I was not aware that the Auto Disk powder measure had trouble dropping Unique, but I've never tried. Did you try the $30 Pro Auto Disk with the elastomer wiper and Teflon coated body, or just the original Auto Disk? Sometimes it helps to cycle the Auto Disk through half a pound of powder to coat the walls of the disk and the powder measure body with graphite. It makes the measure operate more smoothly (graphite has lubricant properties) and also reduces static cling (graphite is a conductor).

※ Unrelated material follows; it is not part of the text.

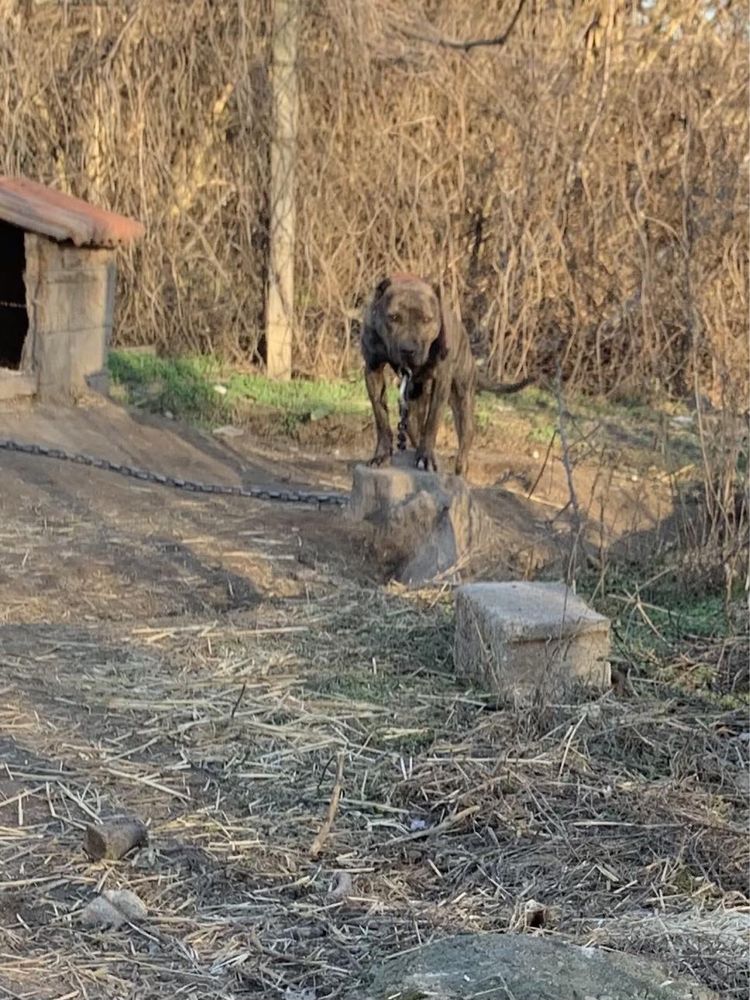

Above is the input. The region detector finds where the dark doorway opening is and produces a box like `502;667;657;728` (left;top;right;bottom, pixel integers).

It also helps to tap the powder measure when the bottom is open so it drops the entire powder charge with some extruded stick powders that tend to bridge. That's a bit of a hassle, but MUCH better than using the Safety Powder Scale to slowly measure each load. My progressive presses have been pretty good about shaking the powder measure when charging so I don't need to tap them.
Whatever you do, remember that powder charging is probably the most critical part of reloading, and you must ensure that every powder charge is correct. Weighing each charge does that, but it's a major hassle. I think it can be done safely with the Pro Auto Disk, but any time I make any change, and at the start of every reloading session, I check several consecutive powder charges to make sure the powder measure is not only dropping the correct charge weight, but is doing so in a repeatable and reliable manner. I also visually gauge the powder height as I manually insert the bullet as a final rough safety inspection for each powder charge. That's probably the main reason I don't use an automatic bullet inserter. It'd still be possible to check the powder height, but I'd probably get lazy and stop doing it.
Redneck with a .40, try a Dillon PM with a slide bar. They come with rifle or handgun.
In the picture of my C-H black press, it has an old Dillon RL-450 manual push knob PM. This unit can handle just about any handgun flake, or extruded rifle powder with ease.
The only PM in my stable that is really cranky, is the Lyman Tru-line Jr. No.55 model. Its shown on the little turret press.
Redneck I love that desk/bench.
44/45 the local gunshop has a Tru-Line Jr. for sale.